I like it when I see criticism. I see it as something positive and necessary in the beer discourse, I'd even go as far as to say that it's key if we expect to get the respect we deserve as consumers. However, in order to serve that purpose, criticism, even more than praise, must be well argued and informed, and, above all, it must be fair and clear. And that's why I believe that the other day, Jardín del Lúpulo had a bit of a cock-up in their criticism of a beer festival they attended.
On the one hand, they mentioned a few shortcomings, a couple of which turned out to be not such. And on the other, they made what in my opinion is the grave error of putting everyone in the same sack when they said that at the festival they had found:
duff kegs that were not changed when pointed out, beers that were sold even though they needed another month of aging, beers that had not met the expectation of the producers themselves, infected beers, “experimental” beers...Later, the author also mentions that they had come across some good stuff, but the damage had already been done. If you are going to make such hard criticism after being specific on the event, you are unnecessarily hurting all the breweries that were there and perverting the very debate you want to start. Perhaps the author could have refrained from mentioning any specific event as an example, after all, the post was meant to trigger discussion and not so much as a review.

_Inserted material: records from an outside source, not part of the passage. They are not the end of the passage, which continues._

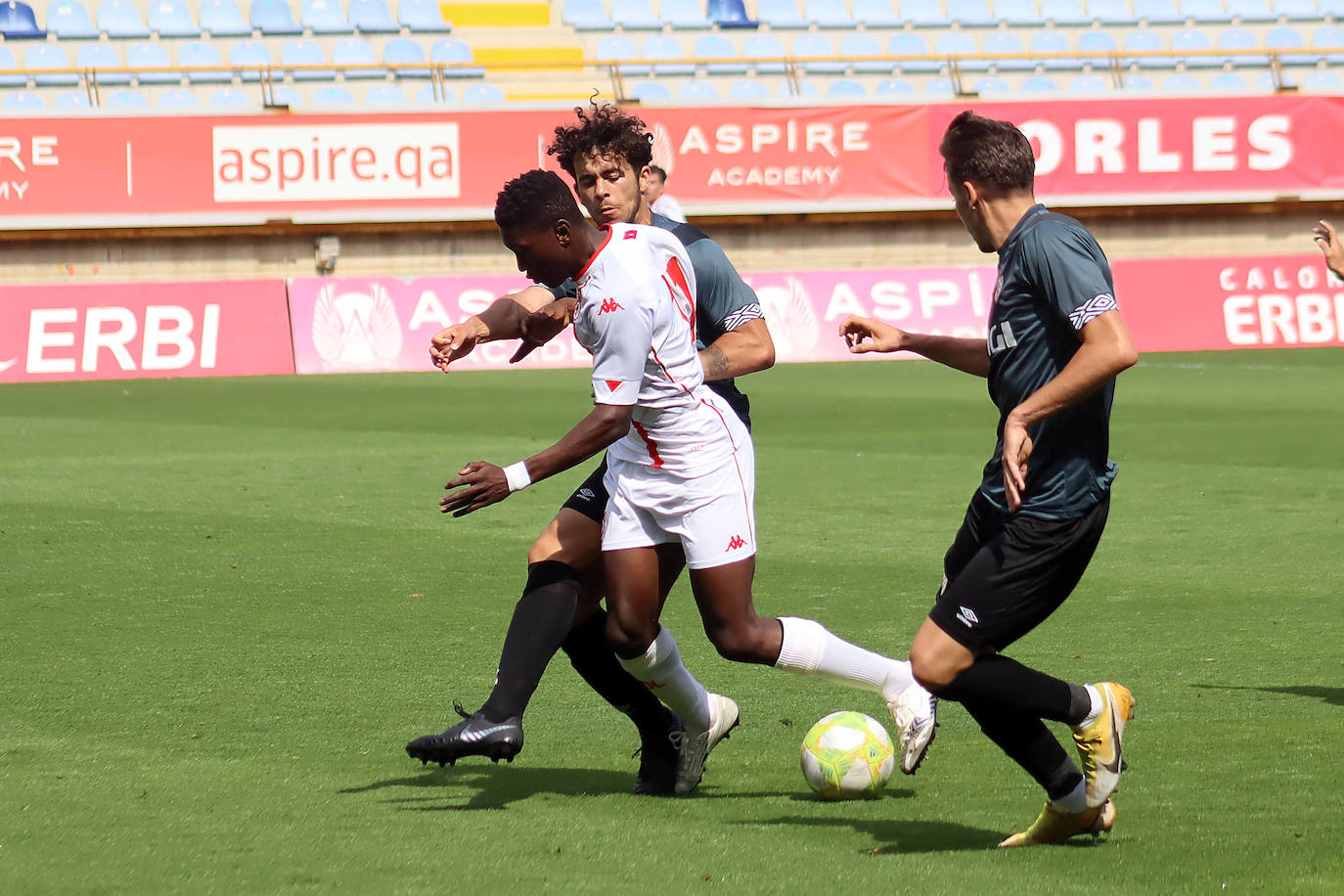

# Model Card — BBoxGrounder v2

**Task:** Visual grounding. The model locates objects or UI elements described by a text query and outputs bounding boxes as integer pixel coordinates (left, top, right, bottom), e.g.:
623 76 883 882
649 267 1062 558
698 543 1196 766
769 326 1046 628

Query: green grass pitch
0 349 1344 893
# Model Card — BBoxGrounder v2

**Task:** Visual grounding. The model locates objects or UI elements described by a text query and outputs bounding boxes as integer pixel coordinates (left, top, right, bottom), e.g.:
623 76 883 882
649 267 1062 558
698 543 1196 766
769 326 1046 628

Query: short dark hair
495 169 582 231
546 102 653 177
938 109 1036 194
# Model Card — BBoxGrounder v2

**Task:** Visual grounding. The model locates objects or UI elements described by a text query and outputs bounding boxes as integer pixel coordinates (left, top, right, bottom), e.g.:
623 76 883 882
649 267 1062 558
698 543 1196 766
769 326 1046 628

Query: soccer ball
802 712 896 799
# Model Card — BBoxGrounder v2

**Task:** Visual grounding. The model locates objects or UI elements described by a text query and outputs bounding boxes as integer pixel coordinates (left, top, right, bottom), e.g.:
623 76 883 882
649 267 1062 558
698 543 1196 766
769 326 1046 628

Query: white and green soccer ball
802 712 896 799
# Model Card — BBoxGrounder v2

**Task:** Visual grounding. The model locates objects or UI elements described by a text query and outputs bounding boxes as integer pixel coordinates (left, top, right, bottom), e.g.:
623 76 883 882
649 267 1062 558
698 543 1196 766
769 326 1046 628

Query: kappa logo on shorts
957 607 980 629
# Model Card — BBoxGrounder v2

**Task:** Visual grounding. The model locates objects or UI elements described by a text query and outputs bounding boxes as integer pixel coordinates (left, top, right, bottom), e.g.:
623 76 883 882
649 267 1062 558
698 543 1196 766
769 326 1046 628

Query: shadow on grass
1190 685 1344 706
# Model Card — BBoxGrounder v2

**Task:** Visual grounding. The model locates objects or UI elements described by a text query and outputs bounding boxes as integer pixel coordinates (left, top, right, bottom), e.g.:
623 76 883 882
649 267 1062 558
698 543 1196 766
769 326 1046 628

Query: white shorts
603 439 757 569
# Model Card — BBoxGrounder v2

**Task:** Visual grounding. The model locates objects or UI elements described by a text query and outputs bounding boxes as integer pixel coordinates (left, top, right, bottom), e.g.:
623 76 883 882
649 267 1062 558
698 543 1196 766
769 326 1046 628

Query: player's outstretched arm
438 404 635 515
840 314 989 377
1312 220 1344 280
428 287 555 372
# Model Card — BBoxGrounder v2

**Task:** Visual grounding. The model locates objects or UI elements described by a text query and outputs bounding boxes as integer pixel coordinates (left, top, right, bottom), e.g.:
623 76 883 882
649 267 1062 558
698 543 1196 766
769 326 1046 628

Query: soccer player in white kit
439 170 914 792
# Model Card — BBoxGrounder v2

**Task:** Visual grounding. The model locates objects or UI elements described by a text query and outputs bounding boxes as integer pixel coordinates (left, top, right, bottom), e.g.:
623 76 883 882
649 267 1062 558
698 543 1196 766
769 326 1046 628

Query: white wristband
504 461 532 493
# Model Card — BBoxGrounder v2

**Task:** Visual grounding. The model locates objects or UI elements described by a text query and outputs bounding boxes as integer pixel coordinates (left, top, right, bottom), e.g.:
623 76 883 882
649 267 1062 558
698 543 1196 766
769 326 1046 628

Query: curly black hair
546 102 653 177
495 169 581 231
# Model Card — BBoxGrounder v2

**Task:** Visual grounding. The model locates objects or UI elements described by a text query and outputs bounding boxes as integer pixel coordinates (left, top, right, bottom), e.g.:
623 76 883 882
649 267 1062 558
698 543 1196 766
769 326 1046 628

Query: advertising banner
0 281 294 382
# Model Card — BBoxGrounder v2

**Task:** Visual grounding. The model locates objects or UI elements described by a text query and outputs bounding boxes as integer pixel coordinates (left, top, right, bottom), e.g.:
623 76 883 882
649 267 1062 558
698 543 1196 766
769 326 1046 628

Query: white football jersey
574 224 748 475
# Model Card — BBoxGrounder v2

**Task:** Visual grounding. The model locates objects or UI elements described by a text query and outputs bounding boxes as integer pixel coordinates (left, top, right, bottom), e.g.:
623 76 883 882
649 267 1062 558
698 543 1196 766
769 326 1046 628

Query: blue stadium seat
102 90 150 109
75 43 130 85
757 0 808 28
381 37 430 76
364 85 410 106
626 80 672 102
790 33 845 75
313 85 355 106
349 0 402 33
428 37 485 78
98 0 150 36
0 0 47 40
280 40 328 80
22 43 79 87
887 31 942 74
741 33 784 75
0 90 47 112
396 0 453 32
227 40 272 80
611 0 662 31
729 78 770 102
852 0 901 28
155 89 201 109
560 0 613 31
44 0 98 40
658 0 714 31
704 0 757 28
332 37 387 80
640 33 694 75
126 40 181 85
197 0 251 37
691 33 747 75
298 0 355 33
145 0 201 37
177 40 233 85
840 31 895 74
676 78 719 102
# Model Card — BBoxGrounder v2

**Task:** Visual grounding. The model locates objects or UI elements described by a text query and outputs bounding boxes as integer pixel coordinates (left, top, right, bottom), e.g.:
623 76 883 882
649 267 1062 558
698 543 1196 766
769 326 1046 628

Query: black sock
560 607 669 738
481 560 582 721
938 652 1092 723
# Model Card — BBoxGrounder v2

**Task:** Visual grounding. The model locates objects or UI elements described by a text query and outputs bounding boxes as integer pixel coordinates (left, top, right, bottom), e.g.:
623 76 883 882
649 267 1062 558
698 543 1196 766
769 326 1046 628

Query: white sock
618 626 709 731
774 616 914 701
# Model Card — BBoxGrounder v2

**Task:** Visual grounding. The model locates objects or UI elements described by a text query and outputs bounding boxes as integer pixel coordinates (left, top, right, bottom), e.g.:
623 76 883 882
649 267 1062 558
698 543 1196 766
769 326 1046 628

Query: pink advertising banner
0 281 294 382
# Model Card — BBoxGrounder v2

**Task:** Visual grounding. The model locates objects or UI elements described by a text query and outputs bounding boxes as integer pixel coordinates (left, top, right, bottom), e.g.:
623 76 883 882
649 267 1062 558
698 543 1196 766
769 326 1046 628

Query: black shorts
928 493 1110 652
560 454 610 522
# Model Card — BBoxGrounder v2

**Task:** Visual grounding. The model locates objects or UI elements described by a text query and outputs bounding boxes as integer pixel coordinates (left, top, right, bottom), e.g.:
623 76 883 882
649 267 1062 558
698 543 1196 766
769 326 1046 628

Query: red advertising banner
0 96 1344 230
0 281 294 382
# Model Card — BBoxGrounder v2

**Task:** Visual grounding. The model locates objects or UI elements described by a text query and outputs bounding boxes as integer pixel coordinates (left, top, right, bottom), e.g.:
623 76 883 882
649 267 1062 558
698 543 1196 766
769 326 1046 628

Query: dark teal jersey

But regardless of that, there is a complaint, from the author, as well as from several other commenters, which is in fact almost perennial when discussing beer festivals “beers that the producers themselves sell at higher prices than at stores”.
Is there anyone who can give me a reasonable explanation of what the problem is? Because, frankly, I don't see anything reproachable here.
At events of this type, a producer can't take advantage or abuse a condition of exclusivity to set prices that could be considered abusive, as it can happen, for instance at concerts. Here the consumer has plenty to choose from and the prices are another one of the variables.
So, what's the problem? That the producer has set a higher profit margin than what they usually get when selling to retailers?
Assuming for a second that that is a fact; that, even after factoring all the other costs specific to their participation in a festival, producers still earn more for every beer than they earn selling it to a shop or bar, since when is it wrong that a producer wants to earn a bit more, especially since we are speaking about an environment where competition couldn't be any freer?
So, what's the problem? That you went to that event to taste that beer and you found it more expensive than at a shop?
Let's forget for a second that A: if you can find that beer cheaper elsewhere, you are free to buy it there and B: that bottled beer isn't the same as draft beer. If you considered that the chance to drink one or several specific beers was good enough reason to invest the time and money necessary to attend a given festival, then a few coins more in the price shouldn't make any difference (needless to say, we're speaking here about beers that are at least well made. Beers that aren't well made will be expensive, regardless of their price).
So, what's the problem? That producers refuse to understand that festivals are an opportunity to promote their companies?
Let's be serious. We, the consumers, have the right to demand from producers quality and value, but not to dictate how they should manage their companies or determine their strategies. If a producer sees festivals mostly as a good source of turnover, it's their choice, they know why they do it, and if they don't, the risks and eventual problems are purely theirs.
That said, and to be honest, if I were a producer I'd take festivals mostly as a chance to promote my products and brand, as I see it as very reasonable. However, and since I'm not a producer, I can't avoid wondering if these events are any effective as promotional tools.
At first sight, the answer would be yes. The public that attend festivals tends to be of a much wider spectrum that those who go to specialised shops or bars. However, the sad truth is that the attention span of the general public is not particularly long and, therefore, it's quite likely that, unless they can come across the beers soon, many, if not most, won't take long to forget what they drank that Saturday at that festival; and still fewer are those who will run a day later to their favourite pub to urge the owner to start stocking that beer they liked so much at that festival.
So, if a producer wants to get a return for their investment of time, work and money, counting on the memory of the people who bought beers from them isn't enough. For that, a festival would need to be a medium where producers can get in touch with retailers, pub owners or distributors, i.e. those that do the heaviest part of the work of convincing the consumer.
Festivals do become useful for producers if we speak about PR, as well as exchange of information and experiences with their peers (and competitors). Whether that is good enough reason for a producer to set “promotional” prices is another thing.
On the other hand, could it be that these events are very effective when it comes to promoting the brand “Craft Beer” and not so much for individual brands? I'd like to hear about the experiences producers have with all this. I'm just speculating and thinking out loud.
Regardless of all this, and even if festivals happened to be perfect marketing tools, this should not be seen as a limit to the right of producers to set any price they see fit for the fruit of their labour. Nobody is under any obligation to buy a beer they consider too expensive, and anyone who might believe so, should perhaps start reviewing their priorities in life.